When choosing an appropriate technique among numerous available DM modelling techniques one has to have in mind the main task of the project and its relation to main divisions of DM tools according to the type of the problem. First division of DM modelling tools is according to the type of knowledge discovery task one wants to achieve: i.e. prediction or description. One must emphasize that many DM modelling tools are capable of generating models which at the same time solve prediction task but also provide an informative description of the model behind the data, which is appropriate as a descriptive task solution. Generally, goals of prediction and description tasks are achieved by applying one of the primary data mining methods. In the table below data mining problem types are related to appropriate modelling techniques.
|Classification||Rule induction methods, Decision trees, Neural networks, K-nearest neighbors, Case based reasoning|
|Prediction||Regression analysis, Regression trees, Neural networks, K-nearest neighbors,|
|Dependency analysis||Correlation analysis, Regression analysis, Association rules, Bayesian networks, Inductive logic programming|
|Data description and summarization||Statistical techniques, OLAP|
|Segmentation or clustering||Clustering techniques, Neural networks, Visualization methods|
Before building a model, we need to generate a procedure or mechanism to test the model’s quality and validity.

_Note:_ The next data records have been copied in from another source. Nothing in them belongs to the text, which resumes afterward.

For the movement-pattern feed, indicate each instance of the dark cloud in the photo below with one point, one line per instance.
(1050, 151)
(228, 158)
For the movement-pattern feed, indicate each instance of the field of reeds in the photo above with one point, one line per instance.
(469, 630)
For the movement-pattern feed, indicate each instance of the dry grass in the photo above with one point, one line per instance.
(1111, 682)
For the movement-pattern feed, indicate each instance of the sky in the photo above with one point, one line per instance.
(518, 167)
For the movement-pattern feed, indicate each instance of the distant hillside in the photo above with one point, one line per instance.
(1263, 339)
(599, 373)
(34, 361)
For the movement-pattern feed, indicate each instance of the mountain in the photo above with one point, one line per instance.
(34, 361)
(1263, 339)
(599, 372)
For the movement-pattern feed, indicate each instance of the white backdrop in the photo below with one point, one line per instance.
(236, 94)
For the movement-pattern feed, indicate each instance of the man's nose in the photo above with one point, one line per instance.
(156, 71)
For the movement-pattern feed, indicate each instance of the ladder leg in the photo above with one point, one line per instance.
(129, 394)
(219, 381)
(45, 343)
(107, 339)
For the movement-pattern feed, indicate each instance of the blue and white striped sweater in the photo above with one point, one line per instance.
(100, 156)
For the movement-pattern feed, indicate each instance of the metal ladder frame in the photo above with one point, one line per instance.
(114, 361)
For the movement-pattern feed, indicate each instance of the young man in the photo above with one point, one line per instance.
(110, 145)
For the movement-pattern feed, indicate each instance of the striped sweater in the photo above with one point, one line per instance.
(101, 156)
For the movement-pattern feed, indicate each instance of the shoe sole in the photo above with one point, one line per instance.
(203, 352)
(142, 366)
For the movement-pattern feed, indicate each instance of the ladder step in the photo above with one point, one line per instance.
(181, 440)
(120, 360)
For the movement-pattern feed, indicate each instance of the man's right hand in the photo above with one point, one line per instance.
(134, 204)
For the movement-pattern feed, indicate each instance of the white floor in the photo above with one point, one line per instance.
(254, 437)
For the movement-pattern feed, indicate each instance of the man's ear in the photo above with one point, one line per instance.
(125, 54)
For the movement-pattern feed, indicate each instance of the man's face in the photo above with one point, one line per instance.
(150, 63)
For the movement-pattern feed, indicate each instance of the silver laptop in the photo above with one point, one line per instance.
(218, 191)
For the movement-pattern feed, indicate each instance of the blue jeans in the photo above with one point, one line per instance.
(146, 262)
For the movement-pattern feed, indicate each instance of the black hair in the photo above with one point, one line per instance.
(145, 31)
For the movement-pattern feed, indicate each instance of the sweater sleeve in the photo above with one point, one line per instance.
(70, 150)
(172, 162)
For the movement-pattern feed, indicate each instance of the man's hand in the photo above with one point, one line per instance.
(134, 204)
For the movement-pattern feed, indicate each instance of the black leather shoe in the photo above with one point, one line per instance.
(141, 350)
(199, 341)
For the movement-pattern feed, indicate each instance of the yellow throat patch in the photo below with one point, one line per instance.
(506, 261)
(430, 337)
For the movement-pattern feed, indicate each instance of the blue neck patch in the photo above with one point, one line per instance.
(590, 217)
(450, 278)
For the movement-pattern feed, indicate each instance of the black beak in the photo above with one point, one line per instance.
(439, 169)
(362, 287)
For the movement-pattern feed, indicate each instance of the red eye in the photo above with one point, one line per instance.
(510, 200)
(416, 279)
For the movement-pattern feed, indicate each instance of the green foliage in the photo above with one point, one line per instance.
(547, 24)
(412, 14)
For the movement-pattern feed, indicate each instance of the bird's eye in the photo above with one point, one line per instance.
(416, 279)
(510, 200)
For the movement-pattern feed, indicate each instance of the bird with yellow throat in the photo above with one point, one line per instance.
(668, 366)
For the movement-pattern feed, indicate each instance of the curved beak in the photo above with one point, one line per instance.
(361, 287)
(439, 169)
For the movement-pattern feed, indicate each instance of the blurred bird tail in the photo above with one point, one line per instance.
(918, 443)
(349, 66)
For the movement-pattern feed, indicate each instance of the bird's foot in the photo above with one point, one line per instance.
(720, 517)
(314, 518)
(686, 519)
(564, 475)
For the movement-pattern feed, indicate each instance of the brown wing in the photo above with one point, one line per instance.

For example, in supervised data mining tasks such as classification, it is common to use error rates as quality measures for data mining models. Therefore, we typically separate the data into train and test set, build the model on the training set and estimate its quality on the separate test set.
Once the modelling tool(s) is choosen we can run the tool on the prepared dataset and generate typically more different models. All the modelling tools have a number of parameters that govern the model generation process. The choice of optimal parameters for the problem at hand is an iterative process, and it has to be properly explained and supported through results. Resultant models should be properly interpreted and their performance explained.
Once models are generated they are interpreted according to the existing domain knowledge and data mining success criteria. Domain experts judge the results (models) within domain context, while data miners apply data mining criteria (accuracy on the test set, lift or gain tables, etc.).